Agarwal, Arun. (2007). Standard Operating Procedures for Hospitals in India. New Delhi: Atlantic publishers and distributors Ltd.

Cook, John. (2008). Standard Operating Procedures and Guidelines. Park 80 west, United States: Fire engineering books and video.

Department of Health and Human Services. (2008). National Institute for Occupational Safety and Health Washington, DC: NIOSH fire fighter investigation and prevention program.

Department of Health and Human Services (2009). Preventing Deaths and Injuries of Fires Fighters When Fighting Fires in Unoccupied Structures. Washington, DC: NIOSH ALERT.

Greenwood South Carolina Police Department. (2002). Personal Communication. Chicago: Mitchell, Captain.
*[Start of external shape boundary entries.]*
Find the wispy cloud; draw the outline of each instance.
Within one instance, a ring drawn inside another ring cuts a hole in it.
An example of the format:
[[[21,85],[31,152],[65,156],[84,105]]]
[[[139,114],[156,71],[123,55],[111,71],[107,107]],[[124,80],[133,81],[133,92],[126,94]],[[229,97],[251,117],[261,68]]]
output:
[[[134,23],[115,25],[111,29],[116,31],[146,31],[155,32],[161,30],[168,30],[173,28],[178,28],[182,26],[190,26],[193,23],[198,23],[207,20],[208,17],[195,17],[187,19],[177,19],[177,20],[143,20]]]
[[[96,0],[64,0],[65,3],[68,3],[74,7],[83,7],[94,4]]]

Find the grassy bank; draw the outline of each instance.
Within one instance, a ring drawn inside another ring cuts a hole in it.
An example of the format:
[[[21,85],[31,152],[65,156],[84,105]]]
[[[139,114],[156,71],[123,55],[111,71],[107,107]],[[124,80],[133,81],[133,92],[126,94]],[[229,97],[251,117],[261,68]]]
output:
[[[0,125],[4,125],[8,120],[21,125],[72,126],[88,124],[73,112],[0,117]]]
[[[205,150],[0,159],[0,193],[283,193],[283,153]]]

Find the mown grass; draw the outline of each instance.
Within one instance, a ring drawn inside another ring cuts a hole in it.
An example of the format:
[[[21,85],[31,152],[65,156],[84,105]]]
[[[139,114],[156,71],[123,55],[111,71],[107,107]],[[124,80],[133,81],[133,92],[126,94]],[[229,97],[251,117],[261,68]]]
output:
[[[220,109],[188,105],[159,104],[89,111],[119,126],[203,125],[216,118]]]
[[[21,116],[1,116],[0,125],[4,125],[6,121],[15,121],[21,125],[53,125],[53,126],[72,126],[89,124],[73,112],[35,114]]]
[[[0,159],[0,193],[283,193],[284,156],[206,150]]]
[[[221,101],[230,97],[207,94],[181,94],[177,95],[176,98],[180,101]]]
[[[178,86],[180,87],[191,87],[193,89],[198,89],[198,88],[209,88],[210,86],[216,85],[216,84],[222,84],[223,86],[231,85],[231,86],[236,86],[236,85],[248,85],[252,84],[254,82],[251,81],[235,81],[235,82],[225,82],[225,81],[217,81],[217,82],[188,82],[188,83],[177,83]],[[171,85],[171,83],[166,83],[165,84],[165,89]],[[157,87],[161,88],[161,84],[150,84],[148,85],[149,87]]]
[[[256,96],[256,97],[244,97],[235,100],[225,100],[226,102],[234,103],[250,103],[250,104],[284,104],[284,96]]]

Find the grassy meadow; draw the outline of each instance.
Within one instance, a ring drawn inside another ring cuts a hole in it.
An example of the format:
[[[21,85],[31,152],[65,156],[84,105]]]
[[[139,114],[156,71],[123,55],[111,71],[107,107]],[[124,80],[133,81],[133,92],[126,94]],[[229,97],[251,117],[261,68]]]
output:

Fire Fighter Fatality Investigation and Prevention Program. (2011). Two Career Fire Fighters Die and 19 Injured in Roof Collapse During Rubbish Fire at an Abandoned Commercial StructureIllinois. Illinois: NIOSH.

International Association of Fire Chiefs. (2007). Fire Fighter Fatality Investigation and Prevention Program Task Force.

Kuchel K. (2007). Presentation at the 2007 John P. Redmond Symposium in Chicago, IL on October 23, 2007. Economic Impact of the Wellness Fitness Initiative. Chicago.

Office of Environmental Information. (2007). Guidance for Preparing Standard Operating Procedures. Washington, DC:  United States Environmental Protection Agency.

U.S Department of Homeland security. (2008). National Incident Management System. Washington, DC.